Advanced C Programming

Fall 2017 :: ECE 264 :: Purdue University

This is for Fall 2017 (7 years ago) only.
Due 11/29

Huffman #3 (A)

This exercise will familiarize you with linked lists, which you will need for a subsequent programming assignment.

Getting Started

Start by getting the files. Type 264get hw14 and then cd hw14 from bash.
You will get the following files:

  1. huffman.h: An empty header file, you have to define your own functions in this homework.
  2. huffman.c: An empty c file, you have to define your own functions in this homework.
  3. huffman_main.c: You will use self defined functions to implement the huffman coding in this file. See requirements for detail
  4. examples: A folder with examples of input and output file.
Same as HW13, you have the flexibility to design your functions in this homework.

Overview

We assume that you have read the huffman coding and successfully completed HW12 and HW13. At this point, you should be able to construct a Huffman coding tree from a non-empty input file.

This assignment deals with the representation of a Huffman coding tree using a series of characters, or more economically using a series of bits.
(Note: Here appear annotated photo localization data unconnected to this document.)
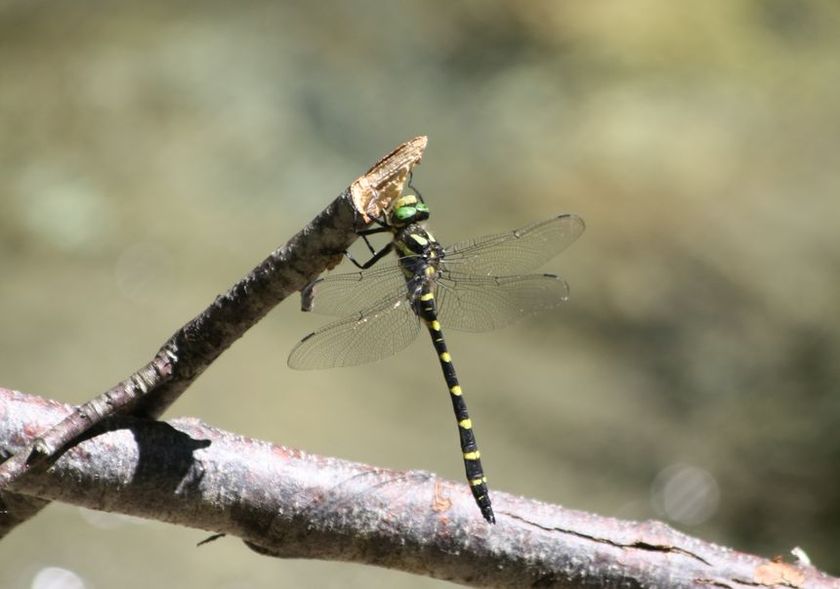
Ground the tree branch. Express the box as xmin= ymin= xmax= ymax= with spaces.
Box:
xmin=2 ymin=388 xmax=833 ymax=588
xmin=0 ymin=137 xmax=428 ymax=532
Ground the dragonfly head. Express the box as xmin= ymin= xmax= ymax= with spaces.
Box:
xmin=389 ymin=194 xmax=430 ymax=226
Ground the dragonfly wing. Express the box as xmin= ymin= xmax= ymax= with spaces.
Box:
xmin=442 ymin=214 xmax=585 ymax=276
xmin=301 ymin=261 xmax=408 ymax=317
xmin=435 ymin=272 xmax=570 ymax=333
xmin=288 ymin=296 xmax=421 ymax=369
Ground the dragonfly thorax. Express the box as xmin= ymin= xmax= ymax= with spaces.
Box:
xmin=395 ymin=224 xmax=443 ymax=281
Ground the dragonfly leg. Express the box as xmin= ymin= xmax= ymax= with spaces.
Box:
xmin=408 ymin=172 xmax=425 ymax=204
xmin=357 ymin=225 xmax=392 ymax=237
xmin=358 ymin=233 xmax=379 ymax=257
xmin=346 ymin=241 xmax=395 ymax=270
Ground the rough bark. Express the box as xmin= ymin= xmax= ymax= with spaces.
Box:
xmin=2 ymin=388 xmax=834 ymax=589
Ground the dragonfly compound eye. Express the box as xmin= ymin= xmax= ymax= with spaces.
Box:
xmin=393 ymin=206 xmax=417 ymax=222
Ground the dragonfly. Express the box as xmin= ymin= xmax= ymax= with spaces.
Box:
xmin=288 ymin=190 xmax=585 ymax=524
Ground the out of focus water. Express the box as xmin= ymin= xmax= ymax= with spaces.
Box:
xmin=2 ymin=2 xmax=838 ymax=586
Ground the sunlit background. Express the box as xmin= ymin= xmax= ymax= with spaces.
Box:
xmin=2 ymin=1 xmax=838 ymax=587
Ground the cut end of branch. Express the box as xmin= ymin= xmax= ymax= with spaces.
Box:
xmin=351 ymin=136 xmax=428 ymax=223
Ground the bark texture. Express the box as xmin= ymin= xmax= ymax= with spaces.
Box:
xmin=2 ymin=388 xmax=833 ymax=589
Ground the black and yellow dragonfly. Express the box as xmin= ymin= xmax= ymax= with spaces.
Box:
xmin=288 ymin=192 xmax=584 ymax=523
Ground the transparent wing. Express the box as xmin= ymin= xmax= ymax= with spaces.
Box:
xmin=301 ymin=215 xmax=583 ymax=315
xmin=288 ymin=296 xmax=421 ymax=370
xmin=301 ymin=261 xmax=408 ymax=317
xmin=442 ymin=214 xmax=585 ymax=277
xmin=435 ymin=272 xmax=570 ymax=333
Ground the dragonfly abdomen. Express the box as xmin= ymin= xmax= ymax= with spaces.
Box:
xmin=414 ymin=284 xmax=495 ymax=524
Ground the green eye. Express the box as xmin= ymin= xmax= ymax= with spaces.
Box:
xmin=416 ymin=203 xmax=429 ymax=213
xmin=394 ymin=206 xmax=416 ymax=221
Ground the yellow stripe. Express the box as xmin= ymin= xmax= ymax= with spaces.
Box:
xmin=439 ymin=352 xmax=451 ymax=362
xmin=430 ymin=320 xmax=441 ymax=331
xmin=450 ymin=385 xmax=462 ymax=396
xmin=420 ymin=292 xmax=434 ymax=301
xmin=470 ymin=477 xmax=487 ymax=487
xmin=410 ymin=233 xmax=428 ymax=246
xmin=458 ymin=418 xmax=472 ymax=429
xmin=463 ymin=451 xmax=480 ymax=460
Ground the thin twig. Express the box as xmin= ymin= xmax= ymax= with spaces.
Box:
xmin=0 ymin=136 xmax=428 ymax=533
xmin=2 ymin=388 xmax=835 ymax=588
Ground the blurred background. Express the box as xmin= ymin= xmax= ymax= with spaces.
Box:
xmin=1 ymin=1 xmax=838 ymax=586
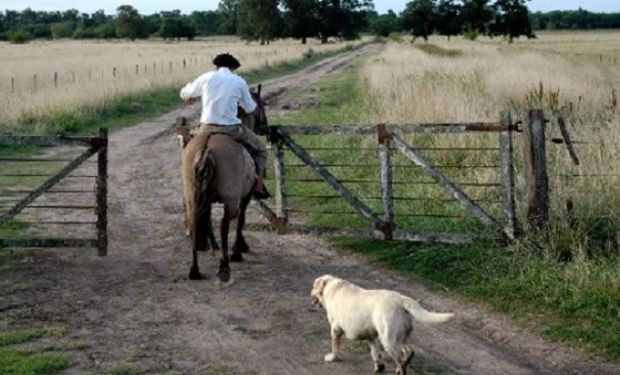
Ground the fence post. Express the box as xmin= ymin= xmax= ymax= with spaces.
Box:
xmin=271 ymin=128 xmax=288 ymax=234
xmin=96 ymin=128 xmax=108 ymax=256
xmin=135 ymin=64 xmax=139 ymax=75
xmin=113 ymin=67 xmax=117 ymax=78
xmin=11 ymin=77 xmax=15 ymax=94
xmin=499 ymin=112 xmax=517 ymax=239
xmin=523 ymin=109 xmax=549 ymax=229
xmin=33 ymin=74 xmax=37 ymax=93
xmin=377 ymin=124 xmax=394 ymax=240
xmin=54 ymin=72 xmax=58 ymax=89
For more details, see the section "Header Information" in huffman coding. That section describes how a compressed file can be represented. Our focus is on how the topology of the Huffman coding tree can be represented in the compressed file.

The following description is adapted from that section: To represent a Huffman coding tree, we use a post-order traversal, writing each node visited. Post-order means that the writing of a node occurs after visiting the child nodes. When you encounter a leaf node, you write a 1 followed by the ASCII character of the leaf node. When you encounter a non-leaf node, you write a 0. To indicate the end of the Huffman coding tree, we write another 0.

Consider the following two examples, the header information of the string "go go gophers" is "1g1o01s1 01e1h01p1r00000". The post-order traversal of the Huffman coding tree gives us "1g1o01s1 01e1h01p1r0000". Another "0" indicates the end of the topology (see huffman coding for the topology).

String Header information
go go gophers 1g1o01s1 01e1h01p1r00000
streets are stone stars are not 1t1a1r001n1o01 01e1s0000

In these two examples, we use characters 0 and 1 to distinguish between non-leaf and leaf nodes (and 0 to indicate the end of a topology). As there are eight leaf nodes in each of the two examples, there are eight 1's, seven 0's for non-leaf nodes, and another 0 to indicate that we have reached the end of a topology. This approached used a total of 24 bytes.

Using bits to represent the header information

The header information can be made more economical if we use bits 0 and 1 to distinguish between non-leaf and leaf nodes, and also to indicate the end of a topology. In these two examples, there will be a total of 10 bytes (8 bytes for the leaf nodes(i.e., 'g', 'o', 'p' ... etc in 'go go gophers') and 2 bytes for all the bits 0's and 1's (i.e., 0's and 1's used in header information to distinguish non-leaf and leaf nodes. )).

Header information 1t1a1r001n1o01 01e1s0000
Header information(bit) 101110100101100001...
For example, in the bit-based approach, the first 16 bits (or the first 2 bytes) of the header information for encoding the string "streets are stone stars are not" are 10111010 01011000 (note that the space in the bit stream is introduced for better clarity). The ASCII coding for 't' straddles the two bytes, 7 bits in the first byte and 1 bit in the second byte. The second most significant bit in the second byte is a 1, indicating that the next 8 bits is an ASCII character, of which the the most significant 6 bits of the character 'a' is contained in the least significant 6 bits of the second byte.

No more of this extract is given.